Documentation - xcsf-dev/xcsf GitHub Wiki

Directory Structure

  • build empty folder to be used for building executables
  • cfg contains configuration files for initialising parameters for the stand-alone executable
  • doc contains files for generating Doxygen documentation
  • env contains data files for problem environments
  • lib contains third-party libraries for random number generation, unit testing, pybind, etc.
  • python contains example Python scripts
  • python/notebooks contains jupyter notebook examples
  • test contains unit tests
  • xcsf contains XCSF source code
  • xcsf/utils contains Python utilities for visualisation, etc.

Doxygen + graphviz

To build locally see Compiling and Running.

The github-pages contains prebuilt documentation, including:

Parameters

The main data structure XCSF located within xcsf.h is passed to almost all functions, enabling access to parameters. This structure directly contains general parameters, e.g., double BETA; which can be accessed with xcsf->BETA. It also contains sub-structures containing groups of parameters, e.g., for the EA with struct ArgsEA *ea;

The sub-structures containing groups of parameters are:

  • Condition parameters defined within struct ArgsCond located within condition.h.
  • Action parameters defined within struct ArgsAct located within action.h.
  • Prediction parameters defined within struct ArgsPred located within prediction.h.
  • EA parameters defined within struct ArgsEA located within ea.h.

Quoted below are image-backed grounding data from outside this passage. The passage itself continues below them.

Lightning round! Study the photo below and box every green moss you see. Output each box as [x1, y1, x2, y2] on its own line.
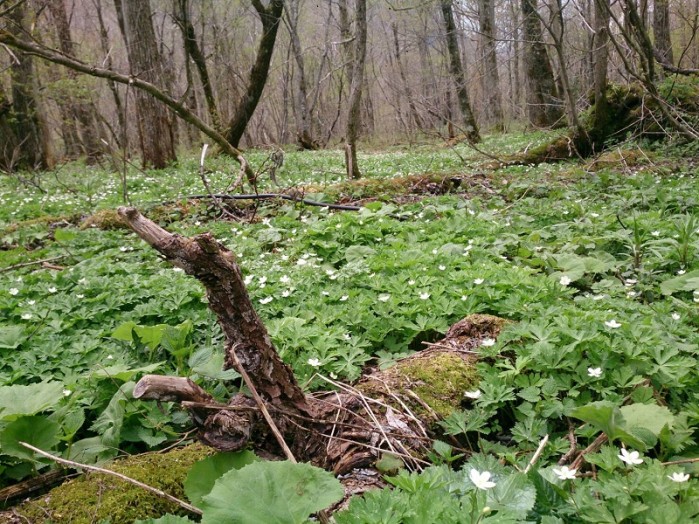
[392, 352, 478, 418]
[17, 444, 213, 523]
[79, 209, 129, 230]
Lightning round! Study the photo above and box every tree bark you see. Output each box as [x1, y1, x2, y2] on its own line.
[653, 0, 674, 67]
[478, 0, 504, 130]
[114, 0, 177, 168]
[285, 0, 318, 149]
[0, 30, 256, 180]
[224, 0, 284, 148]
[520, 0, 564, 128]
[174, 0, 221, 131]
[440, 0, 480, 143]
[344, 0, 368, 180]
[116, 207, 502, 479]
[592, 0, 611, 140]
[2, 3, 53, 171]
[47, 0, 104, 163]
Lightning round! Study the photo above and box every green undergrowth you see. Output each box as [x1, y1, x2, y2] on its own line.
[1, 133, 698, 521]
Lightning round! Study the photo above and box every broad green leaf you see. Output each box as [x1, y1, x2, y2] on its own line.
[135, 516, 193, 524]
[620, 403, 674, 436]
[0, 382, 64, 420]
[345, 245, 376, 262]
[486, 473, 536, 514]
[54, 228, 77, 242]
[659, 270, 699, 295]
[0, 416, 60, 461]
[184, 451, 259, 507]
[112, 322, 166, 349]
[200, 461, 344, 524]
[68, 436, 116, 464]
[89, 362, 163, 382]
[568, 401, 649, 449]
[0, 325, 26, 349]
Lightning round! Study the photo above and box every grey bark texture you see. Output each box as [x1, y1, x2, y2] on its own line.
[115, 0, 177, 168]
[440, 0, 480, 142]
[520, 0, 564, 128]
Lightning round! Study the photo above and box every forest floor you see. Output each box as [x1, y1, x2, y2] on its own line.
[0, 132, 698, 523]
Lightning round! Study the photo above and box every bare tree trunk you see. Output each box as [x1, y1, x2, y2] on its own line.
[2, 3, 53, 171]
[653, 0, 674, 67]
[285, 0, 318, 149]
[94, 0, 125, 149]
[520, 0, 564, 127]
[224, 0, 284, 148]
[344, 0, 368, 180]
[478, 0, 504, 131]
[47, 0, 104, 163]
[114, 0, 177, 168]
[174, 0, 221, 131]
[392, 22, 424, 131]
[546, 0, 583, 132]
[440, 0, 480, 143]
[592, 0, 611, 139]
[117, 207, 501, 481]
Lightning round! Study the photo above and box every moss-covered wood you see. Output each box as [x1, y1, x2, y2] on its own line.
[13, 444, 213, 524]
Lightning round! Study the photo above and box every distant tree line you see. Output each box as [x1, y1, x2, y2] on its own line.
[0, 0, 697, 177]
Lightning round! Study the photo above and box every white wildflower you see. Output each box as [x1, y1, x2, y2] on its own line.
[552, 466, 577, 480]
[469, 469, 496, 490]
[618, 448, 643, 466]
[587, 367, 602, 378]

Every parameter needs the following tasks implemented:

  1. setting the parameter value - this provides a single point at which the values change and minimums and maximums can be defined to help users and avoid undefined behaviour;
  2. setting the default parameter value;
  3. exporting the parameter as a JSON formatted string;
  4. importing the parameter with a JSON string;
  5. printing the parameter value (using the JSON export function);
  6. saving the parameter value to persistent storage;
  7. loading the parameter value from persistent storage;

These functions for general parameters are defined within param.c. For the above-mentioned sub-structures, the functions are located within the respective *.c files. These can then be accessed through the XCSF structure, e.g., xcsf->cond->bits.

Finally, to enable the parameters to be set by Python, they may also need to be added to pybind_wrapper.cpp.

Scikit-learn

The Python scikit-learn package requires the memory address of parameter values to match between calls to set_params() and get_params() so to facilitate this the following approach has been taken within pybind_wrapper.cpp. This approach has the benefit that both the stand-alone executable and the Python library use the same JSON parsing functions to set parameters and parameters do not have to be individually declared in the Python library constructor. Any future language interfaces (such as for Julia) would also benefit from this.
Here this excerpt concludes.